Specifically, the emails show that FB used preferential whitelists to determine which companies would receive access to data and which would not, that it made these arrangements based on how much value the developer brought to the relationship, that it collected data on who Android users were calling even though it knew that Android users would not respond well to this if it should ever become public, and that it used its VPN service, Onavo, to gather information on which applications Facebook users were using on mobile devices, with an overall goal of determining which services it should attempt to acquire to prevent any companies from becoming a threat to Facebook’s dominance. Hat-tip to our sister site Mashable for the initial coverage.
The emails lay bare exactly how bankrupt Mark Zuckerberg’s declaration that his primary goal is simply to connect people actually is. Here’s one quote from MZ himself, dated Nov. 19, 2012.
We’re trying to enable people to share everything they want, and to do it on Facebook. Sometimes the best way to enable people to share something is to have a developer build a special purpose app or network for that type of content and to make that app social by having Facebook plug into it.
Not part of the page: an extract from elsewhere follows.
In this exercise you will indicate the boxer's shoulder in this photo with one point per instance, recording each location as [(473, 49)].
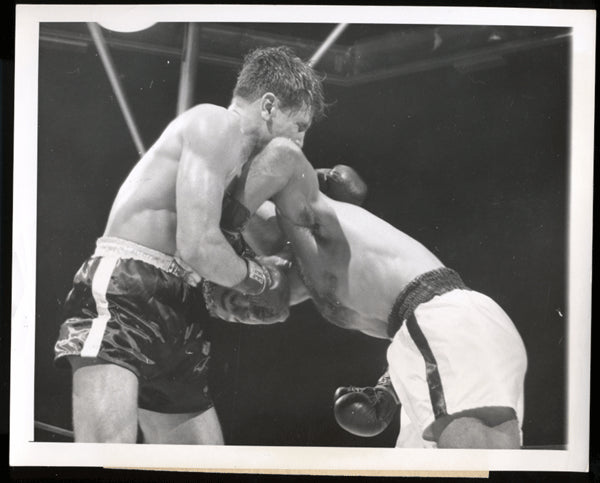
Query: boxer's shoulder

However, that may be good for the world but it’s not good for us unless people also share back to Facebook and that content increases the value of our network. So ultimately, I think the purpose of platform – even the read side – is to increase sharing back into Facebook.
That’s not news if you follow what Facebook practically does, but it’s worth pointing out how large the gap is between what companies like Facebook publicly claim they want to do and what they actually do. There was always going to be tension between Facebook’s desire to encourage openness and sharing and the degree to which it exploited its relationships with end users to promote its own financial gain. The problem is that Facebook appears to have come down on the “promote our own financial gain” side of the equation every single time the question arose. Take, for example, the subject of Android permissions and call log monitoring. The chain starts with an update from Michael LeBeau:
He guys, as you know all the growth team is planning on shipping a permissions update on Android at the end of this month. They are going to include the ‘read call log’ permission, which will trigger the Android permissions dialog on update, requiring users to accept the update. They will then provide an in-app opt in NUX for a feature that lets you continuously upload your SMS and call log history to Facebook to be used for improving things like PYMK, coefficient calculation, feed ranking etc. This is a pretty highrisk thing to do from a PR perspective but it appears that the growth team will charge ahead and do it.
Yul Kwon – The Growth team is now exploring a path where we only request Read Call Log permission, and hold off on requesting any other permissions for now. ‘Based on their initial testing, it seems this would allow us to upgrade users without subjecting them to an Android permissions dialog at all. It would still be a breaking change, so users would have to click to upgrade, but no permissions dialog screen.
There is literally no discussion of the fact that users don’t want to have their call logs read by Facebook and were not given permission to opt into this change. The Onavo usage falls under the same paradigm. Facebook used data shared by Onavo to determine how people were using rival applications, and the data it gathered from this application was used to decide to buy WhatsApp for $19B, as well as to make the $3B offer for Snapchat that Snapchat declined.
Facebook Targeted Rival Companies
When Twitter introduced Vine, it was an immediate (if ultimately short-term) success. Facebook, however, saw the situation differently. From Justin Osofsky:
Twitter launched Vine today which lets you shoot multiple short video segments to make one single, 6-second video. As part of their NUX, you can find friends via FB. Unless anyone raises objections, we will shut down their friends API access today. We’ve prepared reactive PR, and I will let Jana know our decision. MZ – ‘Yup, go for it.’
Why? Because Facebook was simultaneously paranoid about boosting its competitors. You can argue that this makes sense, given that the company has no interest in driving communication to a rival platform, but again, it cuts against the core message of what Facebook is Supposed To Be according to the words of its founder. Facebook, as described by Facebook, is a platform for sharing content that you want to share. In reality, it’s a platform for sharing what you want to share, provided it benefits Facebook. In order to ensure that your sharing does benefit Facebook, the company set up its own spy shop, sucking data off people’s Android devices and on phones that had Onavo installed, with the absolute rock-bottom minimum amount of information legally required to disclose these facts.
Facebook’s laughable defense to this? “Like any business, we had many internal conversations about the various ways we could build a sustainable business model for our platform,” the company said. “But the facts are clear: We’ve never sold people’s data.”